Abstract
Oxidative stress is thought to play a significant role in the development of glaucoma. However, the association between systemic and local oxidative stresses in different types of glaucoma has not been assessed fully. The current study compared the redox status in the aqueous humor (AH) and blood samples among eyes with primary open-angle glaucoma (POAG), exfoliation glaucoma (EXG), and non-glaucomatous controls to evaluate the relationship among systemic redox status, intraocular oxidative stress, and clinical backgrounds. AH and blood samples were obtained from 45 eyes of 45 Japanese subjects (15 POAG, 15 EXG, and 15 control eyes). The serum levels of lipid peroxides, ferric-reducing activity, and thiol antioxidant activity were measured by diacron reactive oxygen metabolites (dROM), biologic antioxidant potential (BAP), and sulfhydryl (SH) tests, respectively, using a free radical analyzer.

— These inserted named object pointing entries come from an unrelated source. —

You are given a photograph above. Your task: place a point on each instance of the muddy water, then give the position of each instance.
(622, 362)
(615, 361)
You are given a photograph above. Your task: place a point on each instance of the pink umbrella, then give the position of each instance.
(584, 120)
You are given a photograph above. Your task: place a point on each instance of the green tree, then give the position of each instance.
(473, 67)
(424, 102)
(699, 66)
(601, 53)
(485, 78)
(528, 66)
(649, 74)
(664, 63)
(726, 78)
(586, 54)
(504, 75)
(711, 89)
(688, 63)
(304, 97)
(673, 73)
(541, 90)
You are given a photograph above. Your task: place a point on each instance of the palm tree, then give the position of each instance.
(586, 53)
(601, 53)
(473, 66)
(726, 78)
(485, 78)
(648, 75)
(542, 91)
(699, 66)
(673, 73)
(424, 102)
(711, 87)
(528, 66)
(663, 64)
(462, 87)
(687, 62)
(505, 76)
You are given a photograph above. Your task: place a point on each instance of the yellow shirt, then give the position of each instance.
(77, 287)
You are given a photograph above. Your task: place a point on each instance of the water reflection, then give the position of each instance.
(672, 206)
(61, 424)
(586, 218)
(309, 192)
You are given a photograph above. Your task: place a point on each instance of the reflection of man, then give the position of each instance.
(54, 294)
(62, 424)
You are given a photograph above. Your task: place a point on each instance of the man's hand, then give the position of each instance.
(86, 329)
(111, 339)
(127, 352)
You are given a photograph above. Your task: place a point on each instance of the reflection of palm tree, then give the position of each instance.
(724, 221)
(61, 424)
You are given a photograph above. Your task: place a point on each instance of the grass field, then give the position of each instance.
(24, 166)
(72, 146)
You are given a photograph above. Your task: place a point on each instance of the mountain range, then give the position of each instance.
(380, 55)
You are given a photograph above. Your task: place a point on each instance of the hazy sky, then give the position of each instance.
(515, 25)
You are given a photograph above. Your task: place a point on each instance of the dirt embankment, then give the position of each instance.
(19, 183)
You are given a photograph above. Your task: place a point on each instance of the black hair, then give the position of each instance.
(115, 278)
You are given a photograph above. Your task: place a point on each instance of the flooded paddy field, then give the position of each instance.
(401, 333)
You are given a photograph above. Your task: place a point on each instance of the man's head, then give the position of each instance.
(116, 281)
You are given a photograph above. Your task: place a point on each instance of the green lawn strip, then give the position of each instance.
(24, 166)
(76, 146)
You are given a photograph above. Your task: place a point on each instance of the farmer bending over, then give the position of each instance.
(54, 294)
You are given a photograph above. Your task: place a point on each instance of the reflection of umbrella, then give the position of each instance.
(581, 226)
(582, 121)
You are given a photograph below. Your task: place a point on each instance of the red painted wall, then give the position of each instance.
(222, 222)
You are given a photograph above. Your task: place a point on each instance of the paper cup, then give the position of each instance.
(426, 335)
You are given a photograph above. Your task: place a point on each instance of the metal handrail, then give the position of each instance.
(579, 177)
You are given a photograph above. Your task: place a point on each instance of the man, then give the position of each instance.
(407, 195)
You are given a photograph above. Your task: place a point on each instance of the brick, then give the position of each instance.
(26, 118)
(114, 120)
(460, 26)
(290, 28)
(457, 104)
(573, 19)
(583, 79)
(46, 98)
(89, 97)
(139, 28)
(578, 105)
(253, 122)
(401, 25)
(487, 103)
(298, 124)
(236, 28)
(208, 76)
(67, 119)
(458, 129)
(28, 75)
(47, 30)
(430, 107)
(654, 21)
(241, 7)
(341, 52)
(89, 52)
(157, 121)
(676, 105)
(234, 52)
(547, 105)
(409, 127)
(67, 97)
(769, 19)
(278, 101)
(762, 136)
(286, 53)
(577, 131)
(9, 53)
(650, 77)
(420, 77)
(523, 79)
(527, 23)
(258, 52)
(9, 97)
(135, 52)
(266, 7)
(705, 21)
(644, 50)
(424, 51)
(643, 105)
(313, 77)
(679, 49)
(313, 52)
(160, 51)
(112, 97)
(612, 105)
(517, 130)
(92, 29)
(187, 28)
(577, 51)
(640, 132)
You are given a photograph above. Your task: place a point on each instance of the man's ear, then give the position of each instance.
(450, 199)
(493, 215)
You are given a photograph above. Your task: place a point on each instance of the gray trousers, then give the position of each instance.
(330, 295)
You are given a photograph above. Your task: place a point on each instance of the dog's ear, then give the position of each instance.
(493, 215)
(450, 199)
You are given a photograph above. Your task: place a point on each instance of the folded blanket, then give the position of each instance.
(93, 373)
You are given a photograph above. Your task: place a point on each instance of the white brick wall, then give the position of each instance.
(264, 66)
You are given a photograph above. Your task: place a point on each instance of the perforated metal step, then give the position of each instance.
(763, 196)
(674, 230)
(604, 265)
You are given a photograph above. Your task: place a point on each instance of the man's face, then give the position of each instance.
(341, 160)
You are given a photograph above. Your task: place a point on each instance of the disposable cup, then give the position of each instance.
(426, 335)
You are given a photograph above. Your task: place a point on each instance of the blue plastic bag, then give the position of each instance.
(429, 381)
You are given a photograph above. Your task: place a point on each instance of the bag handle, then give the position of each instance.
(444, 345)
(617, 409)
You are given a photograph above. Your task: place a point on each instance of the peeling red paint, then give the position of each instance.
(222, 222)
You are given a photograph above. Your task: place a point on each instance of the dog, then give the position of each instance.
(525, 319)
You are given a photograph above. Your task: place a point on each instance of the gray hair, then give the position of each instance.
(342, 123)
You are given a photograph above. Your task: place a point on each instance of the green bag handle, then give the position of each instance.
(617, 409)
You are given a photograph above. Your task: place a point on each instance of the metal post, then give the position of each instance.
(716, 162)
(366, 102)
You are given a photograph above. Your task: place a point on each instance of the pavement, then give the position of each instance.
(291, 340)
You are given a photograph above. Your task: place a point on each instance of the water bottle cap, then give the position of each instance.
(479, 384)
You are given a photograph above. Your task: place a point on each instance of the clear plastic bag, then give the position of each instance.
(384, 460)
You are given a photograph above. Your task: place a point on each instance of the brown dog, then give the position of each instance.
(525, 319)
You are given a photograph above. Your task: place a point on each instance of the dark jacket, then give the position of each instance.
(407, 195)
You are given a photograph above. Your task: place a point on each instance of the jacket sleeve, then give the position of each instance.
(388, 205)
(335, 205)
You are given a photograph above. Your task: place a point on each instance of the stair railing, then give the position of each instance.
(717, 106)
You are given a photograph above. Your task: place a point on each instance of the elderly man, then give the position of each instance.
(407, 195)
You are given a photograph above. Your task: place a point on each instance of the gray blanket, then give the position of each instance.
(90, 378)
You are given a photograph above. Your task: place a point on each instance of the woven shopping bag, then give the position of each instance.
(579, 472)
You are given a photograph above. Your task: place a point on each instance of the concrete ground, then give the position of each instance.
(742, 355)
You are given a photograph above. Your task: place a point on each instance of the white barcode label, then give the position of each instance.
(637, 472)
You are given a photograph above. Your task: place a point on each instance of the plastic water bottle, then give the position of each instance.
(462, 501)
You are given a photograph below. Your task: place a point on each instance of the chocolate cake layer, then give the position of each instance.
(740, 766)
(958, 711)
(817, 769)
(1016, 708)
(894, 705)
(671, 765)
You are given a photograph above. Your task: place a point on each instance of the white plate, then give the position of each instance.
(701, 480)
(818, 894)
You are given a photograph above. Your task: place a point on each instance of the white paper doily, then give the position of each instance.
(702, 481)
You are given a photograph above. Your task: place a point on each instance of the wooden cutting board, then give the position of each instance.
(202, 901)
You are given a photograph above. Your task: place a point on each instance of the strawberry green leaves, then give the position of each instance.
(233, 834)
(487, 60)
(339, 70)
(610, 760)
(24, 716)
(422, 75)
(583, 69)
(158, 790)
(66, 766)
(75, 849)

The activities of cytosolic and mitochondrial forms of the superoxide dismutase (SOD) isoforms, i.e., SOD1 and SOD2, respectively, in AH and serum were measured using a multiplex bead immunoassay. In AH, SOD1 in subjects with EXG and SOD2 in those with POAG and EXG were significantly higher than in control eyes. In serum, compared to control subjects, BAP in subjects with POAG and EXG was significantly lower; SOD1 in those with EXG and SOD2 in those with POAG and EXG were significantly higher. dROM and SH did not differ significantly among the groups. The BAP values were correlated negatively with the SOD1 concentrations in AH and serum, SOD2 in the AH, intraocular pressure, and number of antiglaucoma medications. In conclusion, lower systemic antioxidant capacity accompanies up-regulation of higher local antioxidant enzymes, suggesting increased oxidative stress in eyes with OAG, especially in EXG. Determination of the systemic BAP values may help predict the redox status in AH.
Highlights
Glaucoma, which is a leading cause of irreversible blindness worldwide [1,2], is a multifactorial disease characterized by retinal ganglion cell death [3]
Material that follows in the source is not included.